La vie dans la forêt

Les jeunes Africains se frayent un chemin à travers les arbres et traversent des ruisseaux étroits pour arriver à ce qu'ils appellent “le ghetto”: un petit camp dans la forêt, à environ une demi-heure de marche de la route. Aboubakr vit là-bas avec une vingtaine d'autres personnes, essentiellement des Sénégalais et des Guinéens. “Le ghetto” se compose d'une tente improvisée et d’un petit feu de bois avec quelques marmites et assiettes.

Quelques centaines de mètres en contrebas de la montagne, il y a des camps similaires avec des personnes d'autres nationalités. Certains y sont depuis des mois, attendant une chance d'atteindre Ceuta, l'enclave espagnole au Maroc. La quasi-totalité de ceux qui vivent dans la forêt ont déjà tenté de passer la frontière plus d'une fois.

Des frontières fermées

Étant donné que l'Europe veille de plus en plus étroitement ses frontières ces dernières années, de nombreux migrants originaires d'Afrique sub-saharienne sont maintenant coincés au Maroc. Certains travaillent comme domestiques ou comme journaliers, très peu trouvent un emploi régulier. Les autorités traitent les migrants avec un mélange de négligence et de répression occasionnelle sous forme de raids et d'extraditions. Les réactions locales sont également mitigées.

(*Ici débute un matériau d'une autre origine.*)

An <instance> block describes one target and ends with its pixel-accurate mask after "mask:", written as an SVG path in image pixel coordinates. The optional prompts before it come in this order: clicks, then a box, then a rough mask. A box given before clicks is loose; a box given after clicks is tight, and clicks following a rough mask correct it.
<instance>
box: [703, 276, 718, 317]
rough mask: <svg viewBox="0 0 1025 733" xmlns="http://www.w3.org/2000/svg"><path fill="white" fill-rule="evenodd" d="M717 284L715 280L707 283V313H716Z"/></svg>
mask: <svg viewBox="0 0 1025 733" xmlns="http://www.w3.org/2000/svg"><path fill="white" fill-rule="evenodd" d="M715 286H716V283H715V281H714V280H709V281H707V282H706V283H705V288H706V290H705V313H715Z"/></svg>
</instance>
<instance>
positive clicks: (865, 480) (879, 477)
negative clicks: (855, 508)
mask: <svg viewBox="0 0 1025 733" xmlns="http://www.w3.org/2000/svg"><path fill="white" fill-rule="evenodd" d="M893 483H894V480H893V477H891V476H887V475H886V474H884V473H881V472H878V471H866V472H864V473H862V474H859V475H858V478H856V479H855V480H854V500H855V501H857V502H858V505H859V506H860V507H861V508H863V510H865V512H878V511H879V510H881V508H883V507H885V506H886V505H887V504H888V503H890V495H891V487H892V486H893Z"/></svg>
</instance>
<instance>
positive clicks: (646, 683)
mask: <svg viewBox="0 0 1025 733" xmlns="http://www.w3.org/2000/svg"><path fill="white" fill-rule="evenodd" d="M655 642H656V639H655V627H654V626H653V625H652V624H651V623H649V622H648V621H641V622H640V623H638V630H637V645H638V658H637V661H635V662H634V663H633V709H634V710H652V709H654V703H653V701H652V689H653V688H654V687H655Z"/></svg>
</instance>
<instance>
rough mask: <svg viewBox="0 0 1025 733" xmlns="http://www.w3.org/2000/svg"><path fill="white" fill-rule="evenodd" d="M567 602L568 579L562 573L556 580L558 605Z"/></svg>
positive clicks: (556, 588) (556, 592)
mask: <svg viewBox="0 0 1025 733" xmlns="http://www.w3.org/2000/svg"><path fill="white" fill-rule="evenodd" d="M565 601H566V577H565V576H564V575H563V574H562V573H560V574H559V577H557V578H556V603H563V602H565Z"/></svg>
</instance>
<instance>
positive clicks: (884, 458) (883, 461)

“Il y a de cela quelques années, les gens devaient s'habituer à leur présence, mais maintenant, les relations sont au beau fixe”, explique un boutiquier dans un village de montagne près de la forêt. Un grand homme noir entre dans le magasin et achète du riz, des yaourts et autres produits alimentaires. “Les autorités m'ont conseillé de ne pas leur vendre”, dit le boutiquier, “mais je vends à n'importe qui, nous sommes tous les mêmes”.

Ce n'est pas dans leur culture

Le contact entre les deux groupes se limite le plus souvent à un simple bonjour et au revoir. Ni le boutiquier, ni le vendeur de volaille, encore mois la jeune femme avec qui nous nous sommes entretenus ne dit avoir des amis africains. Et les migrants dans la forêt semblent avoir autant une vision limitée de la culture marocaine que les Marocains ont de la leur. “Nous travaillons juste pour eux”, dit l'un des Africains. “Certains vous traitent bien, d'autres mal. Mais ils paient tous très peu”.

Beaucoup de Noirs dans l'équipe de football

Les migrants sont réticents à croire qu'ils pourraient rencontrer plus de racisme en Europe qu'au Maroc. S'ils parviennent finalement à traverser la frontière “les Noirs et les Blancs sont bien ensemble” estime Aboubakr. “En Hollande, il y a beaucoup de Noirs dans l'équipe nationale de football. Les Marocains sont juste jaloux”.

“J'ai cessé de me préoccuper quant à savoir s'ils sont racistes ou non, dit Jules, un ressortissant du Cameroun, dès lors qu'ils ont du travail pour moi. Et les Marocains n'en ont pas, donc je me dois d’aller en Europe.